Koło południa w kranach w Nowym Targu znowu pojawi się woda. Od poniedziałku w związku ze skażeniem korzystanie z niej było niebezpieczne dla zdrowia. Ale po ostatnich badaniach sanepid zdecydował otworzyć ujęcie wody w Szaflarach.

Jednak woda, która dziś popłynie z kranów, będzie zawierała zwiększoną dawkę środków dezynfekujących i przez to nie będzie można jej pić. Ale można jej używać do celów sanitarnych.
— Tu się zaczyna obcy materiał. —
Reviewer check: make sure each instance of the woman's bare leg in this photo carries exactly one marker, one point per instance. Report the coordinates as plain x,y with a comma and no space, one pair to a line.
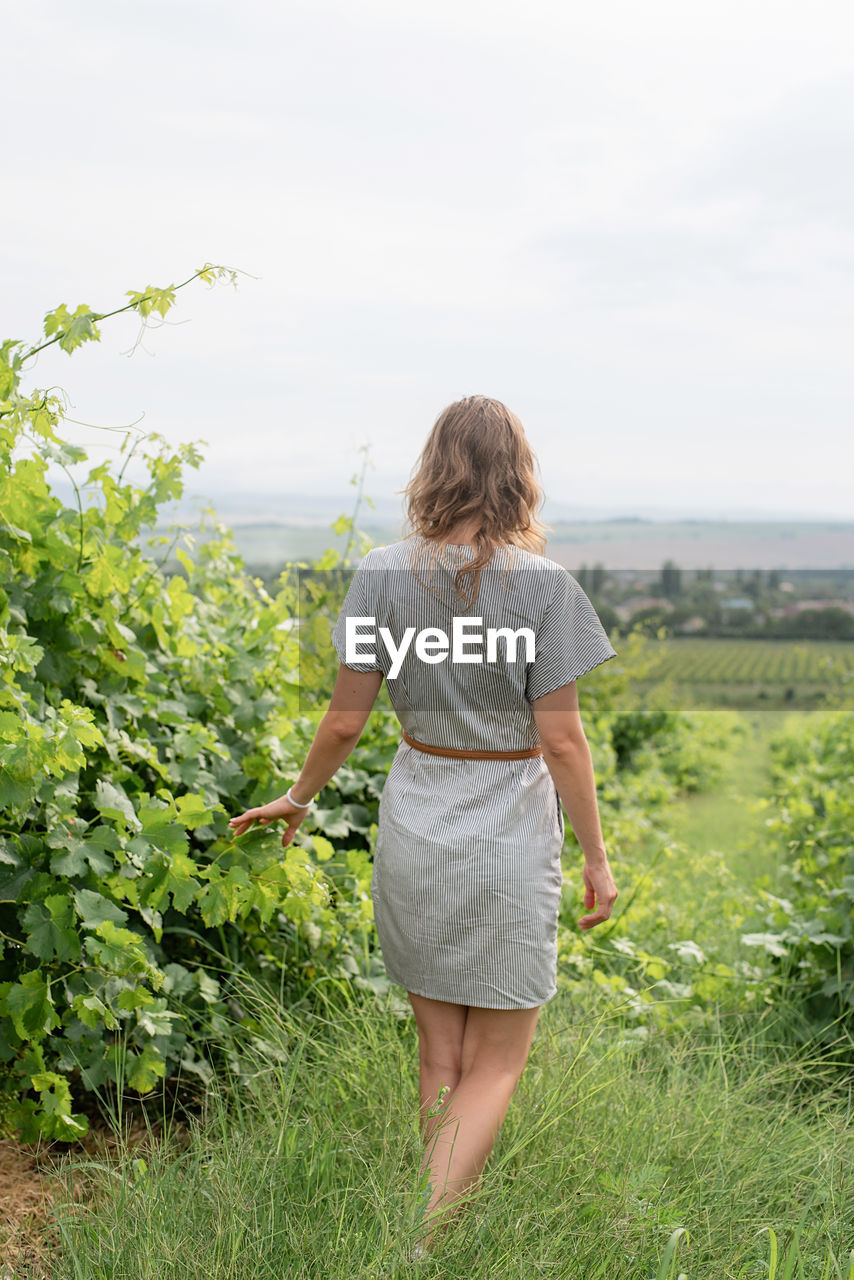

Stację w Szaflarach zamknięto wczoraj po tym, jak do wodociągu przedostały się groźne dla zdrowia bakterie clostridum.

Choć Nowy Targ ma jedną z najnowocześniejszych stacji uzdatniania wody w kraju, pojedyncze bakterie przedostały się do wodociągu; w weekend w wodzie pojawił się także amoniak.

Wczoraj na ulicach miasta stanęły beczkowozy z wodą pitną. Uruchomiono także uliczne studnie, wokół których przez ostatnią dobę koncentrowało się życie mieszkańców.

Ludzie są wściekli, ponieważ po zeszłorocznym zatruciu wydano miliony złotych na zabezpieczenie przed taką sytuacją:

Dwa lata temu, niemal dokładnie o tej samej porze roku, z powodu zatrucia bakteriami clostridium mieszkańcy Nowego Targu przez kilka tygodni nie mieli wody pitnej. Sprawcy skażenia Białego Dunajca do tej pory nie udało się wykryć.